Su Rousseau vince la linea governista, ma il M5S si spacca: Di Battista lascia
federico capurso
ROMA. Il Movimento 5 stelle appoggerà il governo di Mario Draghi. Lo hanno deciso gli iscritti grillini interpellati nella giornata di ieri sulla piattaforma Rousseau, che ha registrato il 59,3 per cento di favorevoli su 74.537 votanti. I big pentastellati si riversano sui social per esultare di fronte alla «grande prova di responsabilità» della base e, anche se non si vede, si avverte nell’aria un collettivo sospiro di sollievo, perché per la prima volta nella storia dei Cinque stelle l’esito di un voto online non era affatto scontato. Erano preoccupazioni fondate, perché l’altra faccia del voto mostra il 40,7 per cento di contrari. È la fotografia di un partito disorientato e spaccato, dove una parte del Movimento festeggia e l’altra torna a parlare di scissione, con uno dei big della prima ora, Alessandro Di Battista, che annuncia la sua uscita dal M5S.
L’apprensione per il risultato in bilico era montata nelle ultime 24 ore, dopo la pubblicazione del quesito. Le reazioni furenti della rete alla faziosità della domanda posta su Rousseau avevano innervosito i vertici M5S. E di fronte alle proteste, nessuno di loro poteva dirsi davvero sicuro che quel «super ministero» per la Transizione ecologica, sbandierato come la prima vittoria del confronto con Draghi, avrebbe davvero spostato gli equilibri. Tanto da costringere Beppe Grillo all’ennesimo intervento sul suo blog, in mattinata e a votazioni già aperte, per presentare i 20 punti programmatici del Movimento. Una sfilata di vecchie glorie che il fondatore dei Cinque stelle riporta in auge, dall’acqua pubblica al voto ai sedicenni, dalla riforma della Rai e dell’editoria al reddito minimo e universale, fino alla patrimoniale per le grandi ricchezze e alla legge sul conflitto di interessi. Quasi una carezza rivolta ai duri e puri, un refolo di malinconia per le origini grilline con cui convincere l’ultima truppa di indecisi.

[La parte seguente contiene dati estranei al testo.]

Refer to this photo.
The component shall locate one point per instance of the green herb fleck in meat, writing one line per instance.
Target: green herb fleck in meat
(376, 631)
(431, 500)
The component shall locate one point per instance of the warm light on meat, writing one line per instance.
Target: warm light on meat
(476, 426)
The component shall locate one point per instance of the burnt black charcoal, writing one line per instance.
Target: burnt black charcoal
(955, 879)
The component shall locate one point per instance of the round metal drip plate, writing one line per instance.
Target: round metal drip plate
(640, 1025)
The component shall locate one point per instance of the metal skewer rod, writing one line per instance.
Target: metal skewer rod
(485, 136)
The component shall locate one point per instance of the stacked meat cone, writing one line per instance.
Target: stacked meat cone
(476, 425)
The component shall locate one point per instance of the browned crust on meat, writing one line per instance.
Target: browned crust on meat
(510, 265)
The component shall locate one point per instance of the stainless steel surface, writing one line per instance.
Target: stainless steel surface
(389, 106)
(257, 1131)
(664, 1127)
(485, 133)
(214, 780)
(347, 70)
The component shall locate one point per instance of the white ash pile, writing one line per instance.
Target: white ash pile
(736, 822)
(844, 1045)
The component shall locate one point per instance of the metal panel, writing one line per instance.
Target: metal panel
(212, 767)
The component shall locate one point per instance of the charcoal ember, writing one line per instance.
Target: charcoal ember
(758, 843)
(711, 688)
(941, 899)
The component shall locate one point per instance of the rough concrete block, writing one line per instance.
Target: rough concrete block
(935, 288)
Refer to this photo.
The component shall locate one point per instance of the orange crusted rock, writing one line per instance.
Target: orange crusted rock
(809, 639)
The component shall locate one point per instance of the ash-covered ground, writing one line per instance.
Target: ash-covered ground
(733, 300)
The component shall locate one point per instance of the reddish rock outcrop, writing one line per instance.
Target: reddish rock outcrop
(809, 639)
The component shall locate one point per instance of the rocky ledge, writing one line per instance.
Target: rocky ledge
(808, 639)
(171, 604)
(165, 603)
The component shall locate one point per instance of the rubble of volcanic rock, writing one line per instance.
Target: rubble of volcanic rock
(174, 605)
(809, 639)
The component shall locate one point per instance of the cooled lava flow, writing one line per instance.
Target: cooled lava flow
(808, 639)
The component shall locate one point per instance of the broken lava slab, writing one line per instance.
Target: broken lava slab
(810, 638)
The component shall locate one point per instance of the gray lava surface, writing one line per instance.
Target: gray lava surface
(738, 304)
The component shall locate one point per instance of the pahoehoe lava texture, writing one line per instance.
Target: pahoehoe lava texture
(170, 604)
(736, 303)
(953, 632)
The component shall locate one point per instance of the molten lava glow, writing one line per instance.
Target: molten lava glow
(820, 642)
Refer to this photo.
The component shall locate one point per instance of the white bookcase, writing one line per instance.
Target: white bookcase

Nella frattura aperta si inserisce Di Battista, come spesso gli è capitato di fare negli ultimi anni da ex deputato. Questa volta, però, per sbattere la porta: «Non posso far altro che farmi da parte», annuncia in una diretta sui social lanciata poco dopo la proclamazione dei risultati. Ma se Di Battista prende la strada dell’esilio volontario, la stragrande maggioranza dei suoi ex compagni di partito stappano lo champagne. «La responsabilità è il prezzo della grandezza – festeggia Luigi Di Maio -. Oggi i nostri iscritti hanno dimostrato ancora una volta grande maturità, lealtà verso le istituzioni e senso di appartenenza al Paese». A ruota il presidente della Camera Roberto Fico, anche lui felice dell’«assunzione di responsabilità». Questa decisione, aggiunge, «segna l’apertura di una nuova fase in questa legislatura». E si unisce al coro Davide Casaleggio, sempre più lontano dal cerchio di benevolenza di Grillo e dei maggiorenti grillini, ma comunque «contento», perché «siamo riusciti a fare sintesi della volontà del Movimento».